Los balcones de la tía María, estratégicos para una visión completa de la plaza, estaban esta noche rebosantes de gente. Todos dispuestos a recibir el alba del nuevo año con cena, baile y alegría. Era la época de la cintura avispa, los trajes largos y el peinado en tupé de la moda de 1910 así como el momento de “Sobre las Olas” y los valses de Straus. Ritmo, ritmo de valses hasta el amanecer.
La misa del día siguiente, era solemne. Misa de fiesta con repiqueteos y troyas interminables. Misa con asistencia unánime del pueblo y banda de músicos, y sermón y curas de casulla. Yo prefería estar con los muchachos a la pesca de cohetes sin reventar para hacerlos estallar por nuestra cuenta. Descubrimos que un poco de pólvora puesta entre dos piedras y golpeada con una tercera, detonaba más fuerte que un camaretazo, y descubrimos también trepados sobre el huarango de la esquina, las trampas del maraquero.

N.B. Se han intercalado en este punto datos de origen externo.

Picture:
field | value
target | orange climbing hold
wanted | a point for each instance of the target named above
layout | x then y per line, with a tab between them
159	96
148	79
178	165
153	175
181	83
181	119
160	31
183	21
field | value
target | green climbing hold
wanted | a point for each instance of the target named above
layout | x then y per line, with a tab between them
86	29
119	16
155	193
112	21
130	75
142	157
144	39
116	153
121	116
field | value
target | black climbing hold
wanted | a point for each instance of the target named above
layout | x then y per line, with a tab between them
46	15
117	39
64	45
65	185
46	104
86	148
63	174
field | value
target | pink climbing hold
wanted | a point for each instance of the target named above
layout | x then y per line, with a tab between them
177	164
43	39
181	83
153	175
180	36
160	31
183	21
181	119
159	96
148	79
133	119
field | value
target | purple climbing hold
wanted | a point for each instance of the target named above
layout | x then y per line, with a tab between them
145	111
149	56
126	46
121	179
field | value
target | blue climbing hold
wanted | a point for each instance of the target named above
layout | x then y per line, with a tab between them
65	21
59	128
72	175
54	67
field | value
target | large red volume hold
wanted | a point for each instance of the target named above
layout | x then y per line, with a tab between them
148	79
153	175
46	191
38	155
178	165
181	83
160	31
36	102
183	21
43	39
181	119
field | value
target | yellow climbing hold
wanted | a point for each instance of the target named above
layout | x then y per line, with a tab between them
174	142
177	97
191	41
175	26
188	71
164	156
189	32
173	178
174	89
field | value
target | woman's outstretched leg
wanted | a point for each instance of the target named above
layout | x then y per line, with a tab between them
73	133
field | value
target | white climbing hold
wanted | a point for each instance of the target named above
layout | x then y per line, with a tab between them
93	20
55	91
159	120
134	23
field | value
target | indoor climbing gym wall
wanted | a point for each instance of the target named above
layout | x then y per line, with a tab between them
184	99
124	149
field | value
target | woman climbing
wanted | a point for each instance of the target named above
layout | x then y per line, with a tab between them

Por la tarde salía la procesión del Señor llevando la bendición a todos los hogares. La tía María me obligaba a seguir con ella el lento paso de la procesión. Hacía un recorrido largo por la calle principal del pueblo hasta sus orígenes en los “Granados”. De vez en vez, la gente se detenía por que el Señor llegaba a un altar. Allí se hacía una “posa”.
El cura rezaba en alta voz y todos se arrodillaban. Estas posas se repetían en cada altar los cuales competían en esplendor y belleza. Las calles se regaban con pétalos de flores y desde los techos se cubría al Señor con “mistura” por medio de una larga caña con un cestillo al extremo. Era una demostración de fe y devoción por la sagrada imagen, tradicionalmente milagrosa, del Señor de los Desamparados”.
Mi resistencia de niño se rendía a tan lento caminar, pese a lo cual tenía que aguantarme al lado de María hasta volver a la iglesia a eso de la “oración”. Allí se repetían las detonantes troyas, y el pueblo se sentía satisfecho por haber solemnizado la fiesta de su Patrono. Luego vendrían nuevos y agobiadores días de trabajo, y tal vez si la muerte sorprendería a algunos. Que se cumpla tu voluntad Señor, y cada cual renovada su fe, abandonaba la plaza en serena y contrita resignación.
La campanas tocaban el Angelus, y allí estaba Cristo Crucificado despidiendo a su pueblo, que lento tornaba al campo, a la hacienda o a la parcela con renovados bríos para esgrimir la lampa y el arado en busca del telúrico soplo que aliente a su simiente a devolver su esfuerzo en óptimas cosechas.